The Provisional IRA tried to ambush a plain-clothed soldier as he drove through Londonderry.  The resulting gun battle left two terrorists dead, although accounts of the shootout differ.  The army said only one soldier was involved, but the IRA claimed that two carloads of SAS troops arrived during the incident and opened fire.

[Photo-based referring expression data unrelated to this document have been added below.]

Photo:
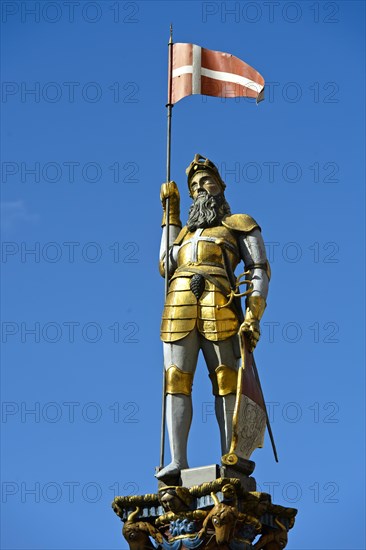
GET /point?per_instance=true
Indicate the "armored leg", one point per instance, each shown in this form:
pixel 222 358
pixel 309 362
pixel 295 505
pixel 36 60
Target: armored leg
pixel 222 362
pixel 180 360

Both sides agree that the soldier was trailed by four IRA men in the Brandywell area of the city.  The shootout began when the car stopped at a junction and both accounts agree that the soldier inside shot and killed 24-year-old gunman George McBrearty.  The IRA say McBrearty approached the vehicle and asked the soldier to identify himself, but the soldier opened fire and killed him.  At this point two other cars containing soldiers are said to have arrived and opened fire on the remaining three IRA men.  21-year-old Charles Maguire was killed and a third wounded.  The IRA maintain to this day that all the soldiers involved - including the lone soldier - were members of the SAS.  They have never provided any evidence to back up these claims.

The army say that the lone soldier shot and killed both men and wounded a third before managing to drive away.  The soldier's car was found to have six bullet holes in it.  Following the shootout the two IRA survivors drove back to the Creggan area where they burned out the car they had used in the bungled attack.  The car had been hijacked earlier.

Mural for killed terrorist George McBrearty unveiled in 2017

During the Troubles the IRA often blamed the SAS when they suffered losses.  In his book about the SAS campaign in Northern Ireland, British journalist Mark Urban claims that the lone soldier was a member of the 14th Intelligence Company, also known as the Special Reconnaisance Unit.  This unit often operated in plain clothes as it was involved in surveillance.  Recruits received SAS training, but the unit was not attached to the SAS.

Evidence at the inquest showed that the soldier had fired 11 shots in total, but the three terrorists were struck by 14 bullets, lending some credence to the IRA version of events.  Mark Urban believes that the discrepancy was down to a mistake in the soldier's testimony and in his book quotes unnamed military and republican sources that agree only one soldier was involved in the incident.  Three years later Sergeant Paul Oram, of the 14th Intelligence Company, was killed in a gun battle with the IRA.  The Times newspaper claimed that Sgt Oram was the lone soldier involved in the shooting of McBrearty and Maguire.

The IRA man wounded in the Londonderry shootout was later sentenced to five years for possession of two Armalite rifles and attempting to hijack an MoD vehicle.  Republican commemorations for McBrearty and Maguire are still held each year in Londonderry.